Unions helped teachers call for safety measures before the return of schools, demanded the abolition of “fire and rehire” measures at British Gas and, in my local area, led a strike with Thurrock bin workers for better conditions. Trade union membership has soared over the past year but their powers are still limited under legislation. His dismissal of their efforts is likely to offend those who elected socialist councillors across multiple areas who promoted trade unionism.

Starmer’s insipid image is making matters worse when it comes to his party’s poll numbers. The left pine for a leadership challenge whilst the right hope to parachute in a more competent successor. Louise Calton, organiser for South Essex Momentum branch, is keeping prepared for a leadership challenge “although they’ll throw everything at it to stop a left candidate”. Meanwhile, an activist in Basildon asks “members to engage in their CLPs to ensure they have left-wing parliamentary candidates for Labour to deliver its historic mission”.

It is clear that the party has an uphill battle to climb. The next test is whether it can retain the seat of Batley and Spen, once held by the late Jo Cox and now being contested by her sister. To do this, Starmer must quickly realise that Corbyn may have not been the right candidate for the job, but his push for socialism was crucial.

Centrism is a thing of the past and one that has a controversial reputation from the Blair/Brown era. Boris Johnson and his cronies have pushed through economic interventionist measures; from “levelling up” the north to paying the wages of all those forced at home during lockdown. They know it’s popular and Labour should too. Without big government and large-scale public spending, the demise of Labour could be in sight. 

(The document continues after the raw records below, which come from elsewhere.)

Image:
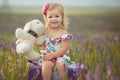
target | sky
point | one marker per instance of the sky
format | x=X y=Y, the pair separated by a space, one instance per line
x=75 y=3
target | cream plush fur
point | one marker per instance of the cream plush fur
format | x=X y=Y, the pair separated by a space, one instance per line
x=26 y=41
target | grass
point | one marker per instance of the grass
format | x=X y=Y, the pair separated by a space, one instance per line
x=102 y=60
x=96 y=42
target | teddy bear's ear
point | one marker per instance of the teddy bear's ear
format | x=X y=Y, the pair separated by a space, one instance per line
x=27 y=27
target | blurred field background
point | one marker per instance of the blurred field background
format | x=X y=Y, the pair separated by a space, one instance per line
x=96 y=40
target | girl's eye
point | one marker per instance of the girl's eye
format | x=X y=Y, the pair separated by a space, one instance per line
x=56 y=16
x=50 y=17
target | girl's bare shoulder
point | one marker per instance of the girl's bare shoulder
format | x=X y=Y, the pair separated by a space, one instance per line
x=62 y=32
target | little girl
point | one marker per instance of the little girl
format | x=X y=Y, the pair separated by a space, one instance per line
x=56 y=40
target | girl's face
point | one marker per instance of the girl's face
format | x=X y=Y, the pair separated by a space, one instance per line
x=54 y=18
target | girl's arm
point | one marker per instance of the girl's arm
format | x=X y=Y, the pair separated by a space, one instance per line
x=61 y=51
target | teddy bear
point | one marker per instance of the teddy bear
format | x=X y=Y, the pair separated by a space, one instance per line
x=32 y=34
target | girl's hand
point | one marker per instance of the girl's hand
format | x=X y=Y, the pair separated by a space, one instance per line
x=48 y=57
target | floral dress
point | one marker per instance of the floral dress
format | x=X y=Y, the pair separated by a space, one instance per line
x=52 y=44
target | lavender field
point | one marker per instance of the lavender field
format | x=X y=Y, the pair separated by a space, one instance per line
x=96 y=43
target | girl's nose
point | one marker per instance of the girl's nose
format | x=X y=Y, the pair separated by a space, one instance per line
x=53 y=18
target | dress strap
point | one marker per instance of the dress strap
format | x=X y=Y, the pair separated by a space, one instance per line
x=66 y=37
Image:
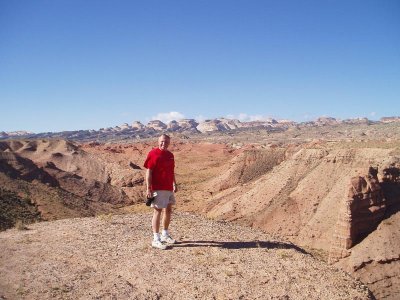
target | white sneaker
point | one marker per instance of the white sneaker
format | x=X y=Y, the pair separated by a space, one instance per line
x=167 y=239
x=158 y=244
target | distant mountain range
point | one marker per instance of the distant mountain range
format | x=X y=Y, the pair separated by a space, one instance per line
x=187 y=126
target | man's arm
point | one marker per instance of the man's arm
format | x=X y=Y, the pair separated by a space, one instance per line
x=149 y=174
x=175 y=185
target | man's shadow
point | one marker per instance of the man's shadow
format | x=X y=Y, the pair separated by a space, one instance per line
x=240 y=245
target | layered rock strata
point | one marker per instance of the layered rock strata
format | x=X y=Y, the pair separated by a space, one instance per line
x=360 y=214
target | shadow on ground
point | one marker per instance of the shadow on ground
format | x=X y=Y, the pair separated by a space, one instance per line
x=240 y=245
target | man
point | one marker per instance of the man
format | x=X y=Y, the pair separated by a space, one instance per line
x=160 y=182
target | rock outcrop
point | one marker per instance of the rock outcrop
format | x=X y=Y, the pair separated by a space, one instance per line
x=360 y=214
x=156 y=125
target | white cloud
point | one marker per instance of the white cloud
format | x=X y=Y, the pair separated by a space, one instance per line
x=200 y=118
x=168 y=117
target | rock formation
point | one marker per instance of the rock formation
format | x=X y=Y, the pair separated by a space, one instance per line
x=156 y=125
x=137 y=125
x=390 y=119
x=360 y=214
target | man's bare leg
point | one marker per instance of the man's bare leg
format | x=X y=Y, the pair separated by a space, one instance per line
x=155 y=223
x=167 y=216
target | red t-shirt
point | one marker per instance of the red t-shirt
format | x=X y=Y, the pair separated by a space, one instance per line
x=162 y=163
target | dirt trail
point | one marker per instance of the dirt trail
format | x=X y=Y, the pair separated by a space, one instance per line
x=109 y=257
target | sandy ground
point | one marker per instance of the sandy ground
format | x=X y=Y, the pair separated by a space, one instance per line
x=110 y=257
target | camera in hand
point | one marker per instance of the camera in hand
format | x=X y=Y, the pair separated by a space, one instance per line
x=149 y=200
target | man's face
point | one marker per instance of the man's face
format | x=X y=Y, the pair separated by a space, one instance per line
x=163 y=143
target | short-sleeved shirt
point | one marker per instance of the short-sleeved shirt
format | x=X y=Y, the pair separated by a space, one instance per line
x=162 y=164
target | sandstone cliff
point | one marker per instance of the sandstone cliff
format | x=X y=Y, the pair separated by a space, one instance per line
x=110 y=257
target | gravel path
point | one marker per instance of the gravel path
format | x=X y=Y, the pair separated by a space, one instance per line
x=109 y=257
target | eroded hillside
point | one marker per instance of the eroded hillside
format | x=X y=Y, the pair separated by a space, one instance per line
x=110 y=257
x=295 y=189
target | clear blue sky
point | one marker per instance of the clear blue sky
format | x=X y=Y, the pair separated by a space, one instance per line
x=73 y=64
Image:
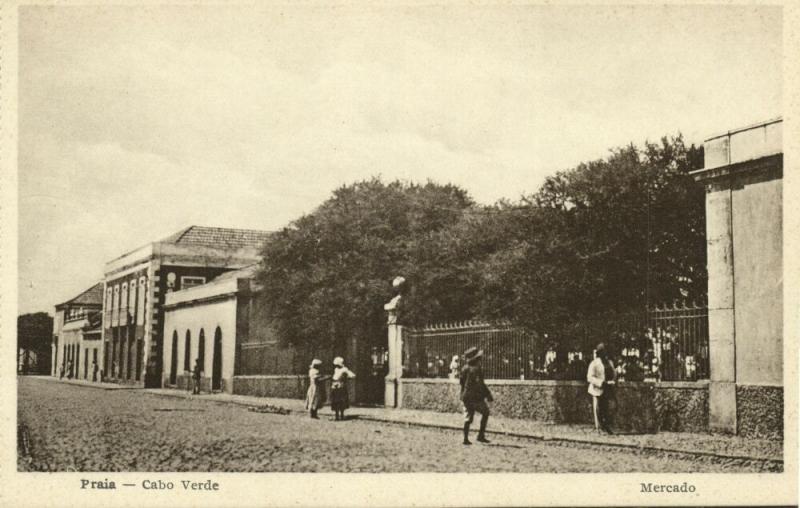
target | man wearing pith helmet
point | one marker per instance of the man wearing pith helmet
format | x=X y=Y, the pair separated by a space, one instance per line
x=474 y=393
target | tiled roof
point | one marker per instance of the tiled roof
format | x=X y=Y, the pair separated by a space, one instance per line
x=247 y=272
x=223 y=238
x=92 y=296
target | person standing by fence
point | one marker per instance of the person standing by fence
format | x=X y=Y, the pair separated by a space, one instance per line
x=196 y=377
x=474 y=394
x=340 y=398
x=315 y=397
x=601 y=378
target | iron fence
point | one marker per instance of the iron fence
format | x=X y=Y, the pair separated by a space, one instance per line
x=660 y=344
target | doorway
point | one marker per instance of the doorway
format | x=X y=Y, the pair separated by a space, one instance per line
x=173 y=368
x=216 y=368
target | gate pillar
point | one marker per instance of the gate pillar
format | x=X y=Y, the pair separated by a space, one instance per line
x=393 y=387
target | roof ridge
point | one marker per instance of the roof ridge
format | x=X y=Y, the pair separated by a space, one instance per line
x=93 y=286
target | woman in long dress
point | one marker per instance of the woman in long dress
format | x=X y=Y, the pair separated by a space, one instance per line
x=340 y=399
x=315 y=397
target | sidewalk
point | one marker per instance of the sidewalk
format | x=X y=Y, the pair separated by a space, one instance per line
x=715 y=445
x=89 y=384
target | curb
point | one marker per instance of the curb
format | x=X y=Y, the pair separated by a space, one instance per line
x=539 y=437
x=521 y=435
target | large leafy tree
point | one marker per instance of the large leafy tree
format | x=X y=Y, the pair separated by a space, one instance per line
x=610 y=235
x=326 y=276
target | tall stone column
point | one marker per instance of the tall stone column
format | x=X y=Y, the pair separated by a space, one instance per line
x=721 y=304
x=392 y=394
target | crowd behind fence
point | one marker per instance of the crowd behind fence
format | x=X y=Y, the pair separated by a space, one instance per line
x=660 y=344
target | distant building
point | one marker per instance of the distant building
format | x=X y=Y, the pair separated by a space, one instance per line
x=224 y=324
x=76 y=334
x=136 y=284
x=218 y=324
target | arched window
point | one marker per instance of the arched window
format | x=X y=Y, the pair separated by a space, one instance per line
x=201 y=350
x=187 y=352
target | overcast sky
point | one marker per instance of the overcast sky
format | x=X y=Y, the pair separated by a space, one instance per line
x=136 y=122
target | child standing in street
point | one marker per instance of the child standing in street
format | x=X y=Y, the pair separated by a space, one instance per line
x=340 y=399
x=474 y=394
x=315 y=397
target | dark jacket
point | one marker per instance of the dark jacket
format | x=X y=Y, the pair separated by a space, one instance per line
x=473 y=389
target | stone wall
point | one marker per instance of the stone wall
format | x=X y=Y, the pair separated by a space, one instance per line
x=759 y=411
x=678 y=406
x=284 y=387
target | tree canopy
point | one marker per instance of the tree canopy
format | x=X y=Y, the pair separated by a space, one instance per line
x=608 y=235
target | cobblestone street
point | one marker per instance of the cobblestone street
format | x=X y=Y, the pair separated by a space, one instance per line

After a resounding electoral victory for Salford Council, leader Paul Dennett outlined why his Labour vision won by “putting people before profit” and how this is “a lesson the leadership should heed”. Salford voters, or those in Wales, Liverpool, Manchester and Preston, did not want a diversion from progressivism. They saw positive economic change that could rejuventare working-class areas. If bland centrism was on the table, it would dissuade all voters who call for a radical alternative.